The 386 does, however, have branch instrctions which just test the
sign bit (js and jns in Intel mnemonics) which do exactly the right
thing in this case.  Now, if the compiler could just be persuaded
to generate the darn things...
----
Larry Jones                         UUCP: uunet!sdrc!thor!scjones
SDRC                                      scjones@thor.UUCP
2000 Eastman Dr.                    BIX:  ltl
Milford, OH  45150-2789             AT&T: (513) 576-2070
"This probably just goes to show something, but I sure don't know what."
-Calvin

pwilcox@paldn.UUCP (Peter McLeod Wilcox) (08/02/90)
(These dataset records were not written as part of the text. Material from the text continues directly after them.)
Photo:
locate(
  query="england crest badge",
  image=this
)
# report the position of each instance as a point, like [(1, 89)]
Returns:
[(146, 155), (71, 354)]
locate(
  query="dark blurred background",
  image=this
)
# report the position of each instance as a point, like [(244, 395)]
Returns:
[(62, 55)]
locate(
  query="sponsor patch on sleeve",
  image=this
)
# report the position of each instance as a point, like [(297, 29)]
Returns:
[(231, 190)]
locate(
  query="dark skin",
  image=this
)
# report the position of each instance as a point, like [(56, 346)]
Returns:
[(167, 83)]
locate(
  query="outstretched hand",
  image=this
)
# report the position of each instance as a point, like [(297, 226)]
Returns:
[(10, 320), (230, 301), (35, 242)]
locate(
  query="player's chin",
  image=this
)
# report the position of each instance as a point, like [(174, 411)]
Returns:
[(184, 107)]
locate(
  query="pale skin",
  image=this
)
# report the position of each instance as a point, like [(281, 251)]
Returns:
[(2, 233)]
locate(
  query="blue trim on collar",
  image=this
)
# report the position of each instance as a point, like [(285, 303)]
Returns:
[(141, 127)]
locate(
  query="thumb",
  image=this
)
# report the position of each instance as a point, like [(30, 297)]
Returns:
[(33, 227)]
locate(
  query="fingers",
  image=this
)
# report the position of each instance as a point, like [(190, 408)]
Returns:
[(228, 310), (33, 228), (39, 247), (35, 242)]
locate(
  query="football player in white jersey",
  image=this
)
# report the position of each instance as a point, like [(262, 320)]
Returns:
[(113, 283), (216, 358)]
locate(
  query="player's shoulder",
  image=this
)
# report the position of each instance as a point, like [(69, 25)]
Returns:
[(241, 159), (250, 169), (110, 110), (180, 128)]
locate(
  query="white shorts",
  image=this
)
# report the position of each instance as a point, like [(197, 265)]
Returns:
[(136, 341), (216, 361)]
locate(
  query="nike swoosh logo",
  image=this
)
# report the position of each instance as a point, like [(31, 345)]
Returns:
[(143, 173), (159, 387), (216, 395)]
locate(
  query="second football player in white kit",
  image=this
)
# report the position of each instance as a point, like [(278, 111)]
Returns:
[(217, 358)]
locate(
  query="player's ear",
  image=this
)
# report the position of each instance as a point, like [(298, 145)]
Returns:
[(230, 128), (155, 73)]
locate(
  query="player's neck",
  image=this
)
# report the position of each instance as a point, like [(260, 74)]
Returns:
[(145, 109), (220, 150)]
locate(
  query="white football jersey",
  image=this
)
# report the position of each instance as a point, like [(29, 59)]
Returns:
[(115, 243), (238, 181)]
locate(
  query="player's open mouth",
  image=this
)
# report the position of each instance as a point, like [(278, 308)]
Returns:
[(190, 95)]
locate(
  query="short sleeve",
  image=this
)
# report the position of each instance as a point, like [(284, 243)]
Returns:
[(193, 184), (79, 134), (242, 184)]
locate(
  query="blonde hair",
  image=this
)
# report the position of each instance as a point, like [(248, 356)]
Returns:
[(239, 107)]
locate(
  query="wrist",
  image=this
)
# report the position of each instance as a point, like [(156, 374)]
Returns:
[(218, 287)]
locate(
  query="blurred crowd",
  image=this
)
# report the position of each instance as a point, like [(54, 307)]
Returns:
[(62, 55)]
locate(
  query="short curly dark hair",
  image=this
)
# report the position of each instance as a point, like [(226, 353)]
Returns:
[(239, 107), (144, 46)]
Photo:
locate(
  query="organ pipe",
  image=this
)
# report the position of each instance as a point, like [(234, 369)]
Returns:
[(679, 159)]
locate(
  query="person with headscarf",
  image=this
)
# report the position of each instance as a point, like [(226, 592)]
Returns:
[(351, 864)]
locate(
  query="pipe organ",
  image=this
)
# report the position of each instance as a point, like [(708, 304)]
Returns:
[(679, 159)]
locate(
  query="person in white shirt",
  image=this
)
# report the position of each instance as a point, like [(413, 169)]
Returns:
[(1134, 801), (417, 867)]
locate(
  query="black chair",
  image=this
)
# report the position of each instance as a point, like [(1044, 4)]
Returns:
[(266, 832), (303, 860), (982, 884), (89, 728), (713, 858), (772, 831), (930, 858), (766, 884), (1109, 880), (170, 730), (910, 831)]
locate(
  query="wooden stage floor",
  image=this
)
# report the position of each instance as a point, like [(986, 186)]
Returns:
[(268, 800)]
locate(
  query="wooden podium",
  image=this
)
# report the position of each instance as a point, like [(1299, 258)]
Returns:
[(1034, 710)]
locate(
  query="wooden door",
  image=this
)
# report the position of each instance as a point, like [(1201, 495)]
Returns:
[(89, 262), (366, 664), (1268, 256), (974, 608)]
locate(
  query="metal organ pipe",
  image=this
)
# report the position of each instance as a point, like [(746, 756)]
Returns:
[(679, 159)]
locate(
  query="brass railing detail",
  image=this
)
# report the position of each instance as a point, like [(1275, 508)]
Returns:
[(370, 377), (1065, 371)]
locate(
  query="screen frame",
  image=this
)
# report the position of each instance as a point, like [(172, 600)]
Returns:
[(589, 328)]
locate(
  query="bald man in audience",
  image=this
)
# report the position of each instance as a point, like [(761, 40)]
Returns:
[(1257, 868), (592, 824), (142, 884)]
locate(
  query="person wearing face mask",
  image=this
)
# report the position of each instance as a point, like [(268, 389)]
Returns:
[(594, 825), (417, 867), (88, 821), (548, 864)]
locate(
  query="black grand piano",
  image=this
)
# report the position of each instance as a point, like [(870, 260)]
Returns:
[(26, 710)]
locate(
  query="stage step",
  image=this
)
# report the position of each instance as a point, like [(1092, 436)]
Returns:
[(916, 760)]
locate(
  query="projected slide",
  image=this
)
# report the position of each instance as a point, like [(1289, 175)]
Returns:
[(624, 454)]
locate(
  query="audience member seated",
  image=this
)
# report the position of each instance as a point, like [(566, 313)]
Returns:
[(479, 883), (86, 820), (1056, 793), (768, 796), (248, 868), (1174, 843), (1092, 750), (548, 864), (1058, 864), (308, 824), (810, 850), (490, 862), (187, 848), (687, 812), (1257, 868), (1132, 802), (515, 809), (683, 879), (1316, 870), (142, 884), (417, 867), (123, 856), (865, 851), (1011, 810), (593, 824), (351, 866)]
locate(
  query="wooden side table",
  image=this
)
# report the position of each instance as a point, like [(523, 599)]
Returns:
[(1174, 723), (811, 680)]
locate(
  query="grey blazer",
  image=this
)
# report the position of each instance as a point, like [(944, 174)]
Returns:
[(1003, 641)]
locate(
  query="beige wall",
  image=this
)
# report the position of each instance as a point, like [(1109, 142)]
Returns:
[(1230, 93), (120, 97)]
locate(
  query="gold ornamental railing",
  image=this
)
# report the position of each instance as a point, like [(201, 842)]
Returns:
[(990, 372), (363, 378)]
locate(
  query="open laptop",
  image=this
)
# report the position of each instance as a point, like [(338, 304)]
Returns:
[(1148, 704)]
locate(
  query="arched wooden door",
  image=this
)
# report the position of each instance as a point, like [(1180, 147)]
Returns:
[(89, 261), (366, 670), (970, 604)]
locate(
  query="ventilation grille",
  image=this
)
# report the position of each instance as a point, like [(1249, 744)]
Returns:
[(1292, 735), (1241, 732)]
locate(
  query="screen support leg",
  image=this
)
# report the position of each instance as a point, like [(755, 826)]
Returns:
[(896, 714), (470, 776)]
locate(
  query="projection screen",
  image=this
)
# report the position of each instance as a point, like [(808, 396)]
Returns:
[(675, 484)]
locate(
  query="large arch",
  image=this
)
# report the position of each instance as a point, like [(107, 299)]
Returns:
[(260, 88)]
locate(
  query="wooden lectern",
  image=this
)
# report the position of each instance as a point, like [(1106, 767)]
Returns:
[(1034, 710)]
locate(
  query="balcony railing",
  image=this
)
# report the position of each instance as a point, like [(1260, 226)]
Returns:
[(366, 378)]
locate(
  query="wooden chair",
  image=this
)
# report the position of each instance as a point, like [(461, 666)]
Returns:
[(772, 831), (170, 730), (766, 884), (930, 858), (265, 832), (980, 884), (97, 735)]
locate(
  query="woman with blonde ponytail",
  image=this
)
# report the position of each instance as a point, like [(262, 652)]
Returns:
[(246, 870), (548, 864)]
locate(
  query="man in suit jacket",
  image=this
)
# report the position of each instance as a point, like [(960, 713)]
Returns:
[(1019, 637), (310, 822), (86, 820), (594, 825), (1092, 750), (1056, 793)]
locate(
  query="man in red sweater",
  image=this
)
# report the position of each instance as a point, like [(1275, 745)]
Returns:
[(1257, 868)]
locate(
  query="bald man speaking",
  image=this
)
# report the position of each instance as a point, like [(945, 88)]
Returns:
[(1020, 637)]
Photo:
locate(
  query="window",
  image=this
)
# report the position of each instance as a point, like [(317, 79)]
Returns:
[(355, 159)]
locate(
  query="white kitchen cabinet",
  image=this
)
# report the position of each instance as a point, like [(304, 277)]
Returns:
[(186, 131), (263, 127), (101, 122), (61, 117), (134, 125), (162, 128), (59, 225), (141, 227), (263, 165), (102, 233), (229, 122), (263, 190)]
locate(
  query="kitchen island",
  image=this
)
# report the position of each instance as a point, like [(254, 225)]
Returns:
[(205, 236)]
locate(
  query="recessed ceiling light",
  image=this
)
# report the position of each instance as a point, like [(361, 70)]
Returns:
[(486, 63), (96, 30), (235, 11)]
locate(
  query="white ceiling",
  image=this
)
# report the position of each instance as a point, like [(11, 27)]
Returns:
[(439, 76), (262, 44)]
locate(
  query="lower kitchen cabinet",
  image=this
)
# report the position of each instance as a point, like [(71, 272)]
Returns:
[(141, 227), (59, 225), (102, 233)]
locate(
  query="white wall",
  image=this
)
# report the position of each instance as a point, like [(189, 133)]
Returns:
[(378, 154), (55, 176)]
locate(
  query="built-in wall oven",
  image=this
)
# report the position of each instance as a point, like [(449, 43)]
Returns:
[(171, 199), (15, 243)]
The cc shipped with Microport SysV 386/3.0 has an amusing response to the
problem.  It looked at the test ( "if ( (y-x) < 0 ) printf..." ) and decided
that the operation should be perform in unsigned math which would never
produce a negative value and thus unconditionally jumped around the true
clause.  When the optimizer was turned on the code generated for:

main() {
	unsigned long y = 0x7FFFF0FF;
	unsigned long x = 0x7FFFF000;

	while ( 1 ) {
		if ( (y-x) < 0 ) ....
		y++;
		x++;
	}
}

Reduced to:

main:
	pushl	%ebp
	movl	%esp,%ebp
	subl	$0x8,%esp
	movl	$0x7ffff00f,0xfc(%ebp)
	movl	$0x7ffff000,0xf8(%ebp)
loop:
	incl	0xfc(%ebp)
	incl	0xf8(%ebp)
	jmp	loop

This code, of course, generates the proper result (no result), but probably for
the wrong reasons.  The problem seems to be one that would break many compilers
since the compiler is unable to promote the operands to signed integers.  The
moral may be that arithmatic operations that can generate a negative value
may not be used on unsigned longs.  It should be noted that such an operation
can generate a value impossible to represent, i.e. a negative number larger in
magnitude than 0x80000000 ( 1-0xffffff00 will break anything ).
-- 
Pete Wilcox		...gatech!nanovx!techwood!paldn!pwilcox